Stop aux violences sexuelles, un livret du magazine Phosphore n°549, 1er mars 2023. Illustration : Alix Garin.

L’âge des découvertes et des premières fois

Dans Phosphore, nous vous parlons de sentiments, de relations, d’amour et de sexualité, à l’âge des découvertes et des premières fois. Il nous semble important de répondre à toutes vos questions sur ce sujet. Pour donner des clés, interroger des experts et revenir avec des informations fiables et claires, partager des témoignages qui aident à construire sa vie affective et sexuelle, à son rythme. Ce sujet nous amène parfois à parler de situations graves où il n’est plus question de découvertes et d’amour mais d’agressions et de violences. Il nous paraît aussi nécessaire de vous parler de ces violences sexuelles : car informer, c’est la première étape pour prévenir ces violences, les détecter, les dénoncer et les combattre. Ce livret regroupe aussi les informations pour trouver de l’aide, qu’on soit victime, qu’on connaisse une victime ou qu’on s’inquiète pour un·e ami·e.
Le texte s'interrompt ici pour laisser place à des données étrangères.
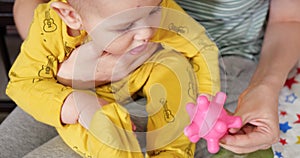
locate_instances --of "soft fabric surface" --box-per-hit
[273,66,300,158]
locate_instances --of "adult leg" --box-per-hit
[23,136,81,158]
[0,107,57,158]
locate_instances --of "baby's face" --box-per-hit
[83,0,161,56]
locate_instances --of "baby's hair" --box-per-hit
[67,0,99,17]
[67,0,85,13]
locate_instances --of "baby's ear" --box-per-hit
[50,2,82,30]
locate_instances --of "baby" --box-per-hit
[7,0,219,157]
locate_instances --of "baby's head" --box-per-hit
[51,0,162,32]
[51,0,161,54]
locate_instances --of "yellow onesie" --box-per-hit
[6,0,219,157]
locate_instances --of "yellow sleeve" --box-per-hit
[6,4,83,127]
[152,0,220,95]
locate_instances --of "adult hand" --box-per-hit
[220,85,279,153]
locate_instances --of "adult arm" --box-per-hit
[13,0,48,39]
[222,0,300,153]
À la base, il y a le consentement

On entend souvent ce mot mais dans la vie, on demande rarement : “Es-tu consentant·e ?” Il s’agit pourtant de la base de toute relation sexuelle : être d’accord pour toucher et être touché·e, pour embrasser et être embrassé·e, pour caresser et être caressé·e. Et que l’autre le soit aussi.

Ce n’est pas parce qu’on flirte qu’on est d’accord pour aller plus loin. Garçon comme fille, on peut avoir envie de séduire et d’être séduit·e, jouer des regards et des sourires. On peut aussi se sentir flatté·e que quelqu’un de plus âgé ou de connu nous aborde. Ce n’est pas forcément une invitation à un baiser ou un rapprochement. Chacun est libre de dire stop à tout moment. Et à l’autre de le respecter, dès cet instant.
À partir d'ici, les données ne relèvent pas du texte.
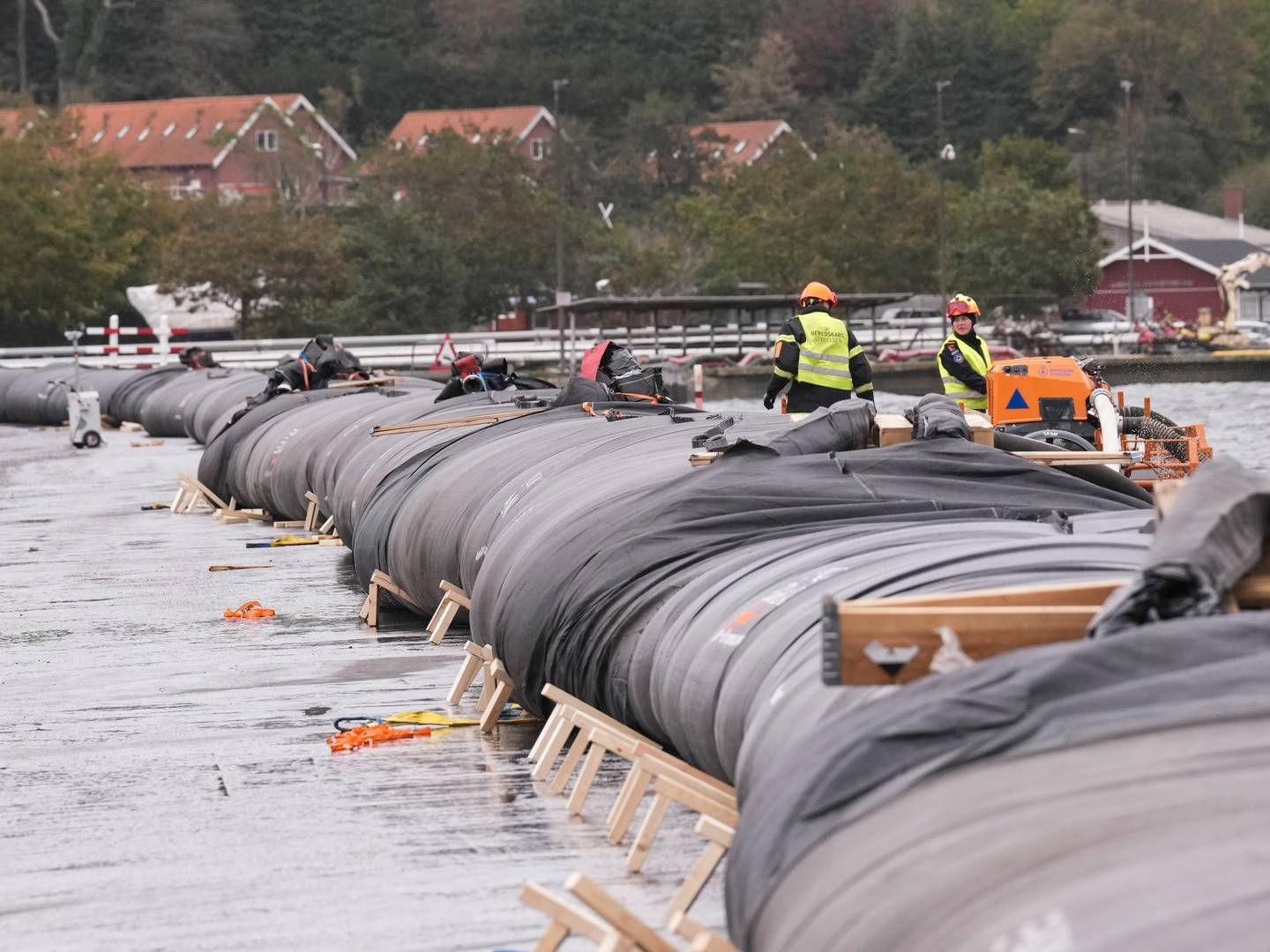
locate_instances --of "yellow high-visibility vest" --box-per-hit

Ce n’est pas parce qu’on a commencé un rapport sexuel qu’on ne peut pas y mettre fin. On peut être attiré·e, excité·e, commencer à se toucher. On peut aussi, tout d’un coup, ne plus avoir envie du tout, trouver que c’est allé trop vite. Un rapport sexuel commence quand on veut, s’arrête où l’on veut, et la pénétration n’est jamais une obligation. Un rapport dure tant que les deux personnes en ont envie. Si l’une n’a plus envie, c’est elle qu’il faut écouter.
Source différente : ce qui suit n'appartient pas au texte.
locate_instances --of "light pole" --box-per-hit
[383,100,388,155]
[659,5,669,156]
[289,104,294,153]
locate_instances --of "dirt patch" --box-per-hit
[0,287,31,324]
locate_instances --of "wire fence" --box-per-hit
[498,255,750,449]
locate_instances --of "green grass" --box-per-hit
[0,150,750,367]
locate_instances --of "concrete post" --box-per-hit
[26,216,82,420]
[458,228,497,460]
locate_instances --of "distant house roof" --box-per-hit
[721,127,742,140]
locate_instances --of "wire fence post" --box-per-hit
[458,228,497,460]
Ce n’est pas parce qu’on est amoureux qu’on est forcément partant pour faire l’amour. Être en couple, s’aimer très fort, ça ne veut pas dire que l’on est obligé·e de faire l’amour si l’on n’est pas prêt·e ou si l’on n’en a pas envie. Et le chantage ne fait pas partie de l’amour. Aimer, ce n’est jamais forcer, c’est toujours être attentif·ve à l’autre et se respecter.

Ce n’est pas parce qu’on a eu une première relation sexuelle qu’il y en aura une deuxième. On peut avoir voulu une fois, et pas la fois d’après. Le consentement se donne et se reprend. Avoir dit “oui” une fois ne vaut que pour cette fois-là. Ce n’est pas parce que la tête dit “oui” que le corps suit. Si ton ou ta petit·e ami·e te dit qu’il ou elle a envie mais que son corps est bloqué, que vous ne sentez pas de signes d’excitation (lubrification du vagin, érection du pénis), à toi de lui demander si ça va et s’il ou elle ne préfèrerait pas s’arrêter. Sans pression : l’amour, ce n’est pas toujours qu’une question de désir et d’envie, c’est aussi une question de moment et de temps.

À la base, il y a le consentement. Livret Stop aux violences sexuelles. Phosphore n°549, 1er mars 2023. Illustration : Alix Garin.

Il n’y a pas de consentement possible quand… la relation passe par la violence, la menace, la surprise (aborder une personne qui n’est pas dans son état normal, qui a bu ou qui est endormie, par exemple), la contrainte physique ou morale (un prof, un entraîneur qui abuse de sa position d’autorité, notamment lorsque l’écart d’âge est important, par exemple).

  • À voir : Le Sexotuto sur le consentement, sur Lumni. Au cours du petit-déjeuner dans leur coloc, les comédiens Ambre Larrazet et Eddy Moniot t’expliquent clairement le consentement avec une métaphore à base de céréales et un exemple concret lors d’une soirée.
Capture d'écran du Sexotuto sur le consentement, à voir sur Lumni. Livret Stop aux violences sexuelles. Phosphore n°549, 1er mars 2023.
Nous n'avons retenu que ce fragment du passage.